猫に怒られる
昨晩はいつ寝たのかさえわからない。お風呂に入った記憶も断片的にはあるが、気付いたら寝ていた。そんな記憶しか残っていない。
目覚ましが鳴る前に起きたものの、iPhoneがどこにあるかわからない。昨日の微かな記憶を辿り、まだ鞄の中にあったことを思い出す。充電が残り15%となっていた。慌てて充電し、やらかしてしまったことを思い出す。朝からため息を溢しながら通知を見た。
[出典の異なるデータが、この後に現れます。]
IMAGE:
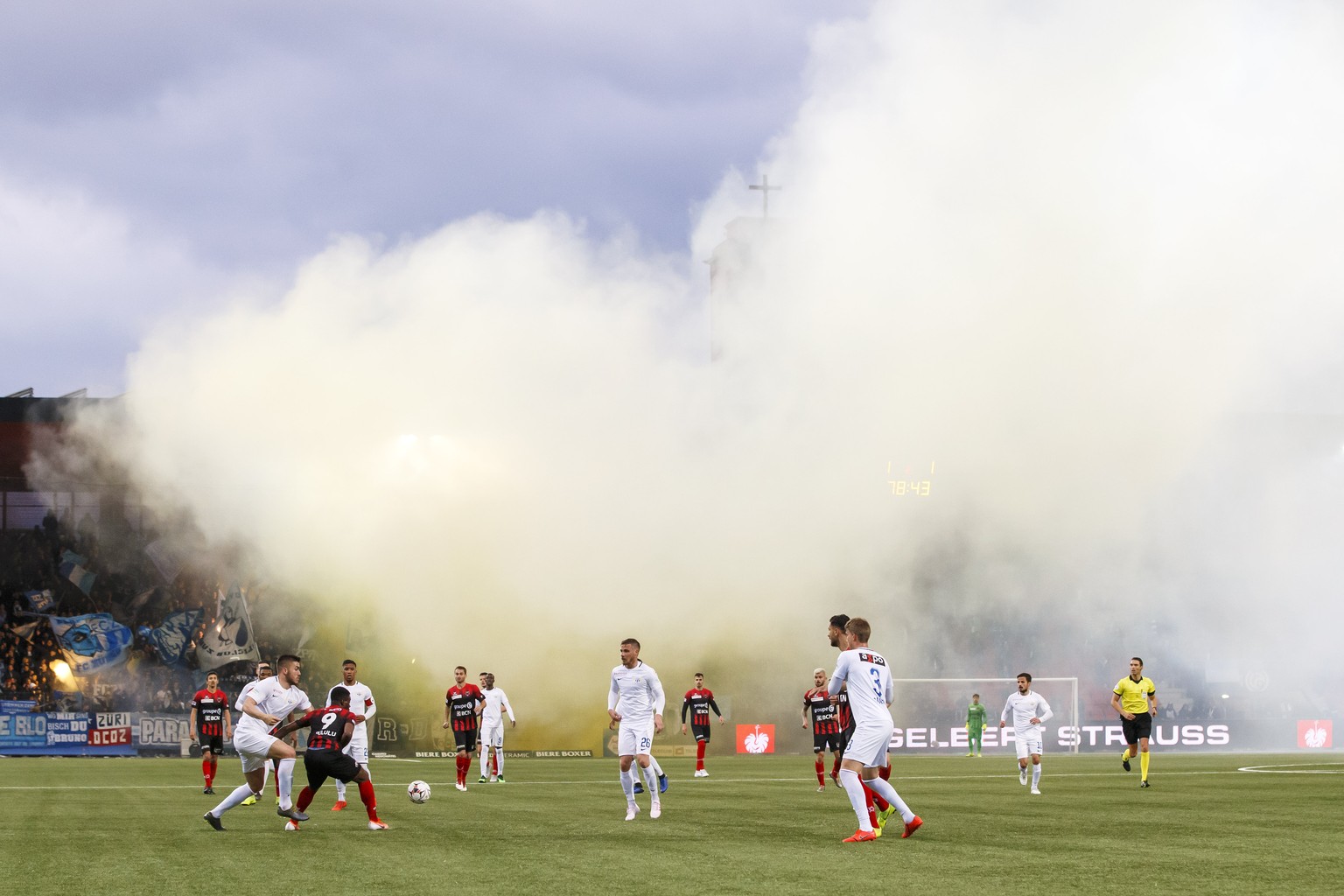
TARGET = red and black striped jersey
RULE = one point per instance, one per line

『とりあえず記載の在庫確保はしました。包装と熨斗は準備出来てないので、後日よろしく。 午前、お疲れ様!』
店長からのLINEが来ていた。送信時間を見ると、22:30となっていた。きっと遅番も忙しかったのだろう。そしてきっと店長も1日の売上や来店数を確認し、午前の忙しさの具合を把握したのだろう。最後に入れてくれるメッセージが嬉しかった。
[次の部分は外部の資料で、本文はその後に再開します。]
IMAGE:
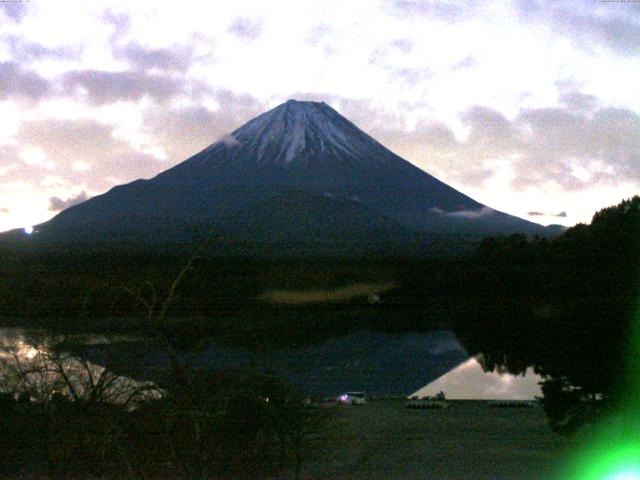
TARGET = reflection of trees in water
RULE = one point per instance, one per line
(43, 368)
(565, 306)
(64, 415)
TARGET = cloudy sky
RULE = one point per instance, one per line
(530, 106)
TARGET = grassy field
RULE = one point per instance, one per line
(469, 440)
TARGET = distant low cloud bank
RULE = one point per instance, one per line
(468, 214)
(562, 214)
(57, 204)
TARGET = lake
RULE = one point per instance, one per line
(381, 364)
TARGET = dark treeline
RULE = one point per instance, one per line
(63, 417)
(566, 306)
(563, 305)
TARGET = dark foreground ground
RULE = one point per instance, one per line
(469, 440)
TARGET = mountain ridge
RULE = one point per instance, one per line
(295, 147)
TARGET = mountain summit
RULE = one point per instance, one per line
(300, 173)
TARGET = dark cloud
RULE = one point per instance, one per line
(577, 145)
(587, 23)
(246, 28)
(185, 131)
(69, 142)
(16, 81)
(56, 203)
(177, 59)
(574, 147)
(15, 11)
(101, 87)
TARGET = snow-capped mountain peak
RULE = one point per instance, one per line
(298, 132)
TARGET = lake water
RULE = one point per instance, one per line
(378, 363)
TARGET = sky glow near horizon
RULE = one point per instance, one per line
(526, 106)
少し一安心したものの、あと連休は4日ある。2週間後に来店すると言っていた日は私が非番で休みだ。
「……早めに行こう」
結局、予定は変更せず30分早めに出勤することにした。
___
「ニャー!」
私が起きたことに気付いた猫のナナは、足元に擦り寄ってきた。ゴロゴロとし、早く餌をくれと言わんばかりに頭を擦り付けてくる。
「おはよー…」
少し屈みゴロゴロと鳴らしながら左右に揺れている頭を撫でようとしたら、急に顔を上げて手に噛みつこうとしてきた。
どうやら本当に″餌だけ″を強請っているらしい。すぐに手を引っ込めて階段を降りた。
ニャー、ニャー。と言いながらずっと足元を着いてくる。可愛いが、足を出す場所に猫がいるとどうしても跨ぐしかない。
「ニャー!!」
「え?なんで?」
何故だかそれに怒られた。笑いながら餌の入った缶と、冷蔵庫から冷えた缶詰を手にした。猫の声は待ちきれないというように鳴き、再びゴロゴロと喉を鳴らし頭を擦り付けてくる。
「ナナ、動けんよ…?」
待ちきれないというのは分かるが、そんなにウロウロとされてしまっては私が動けない。餌を入れた器を手にしながら苦笑いを浮かべる。
少しずつ進み、ようやく指定の場所に容器を置いた。小さい顎なはずなのに、カリカリという音が響く。そんなに慌てて食べなくてもいいのにと思うがそっとしておく。きっと、また怒られてしまう。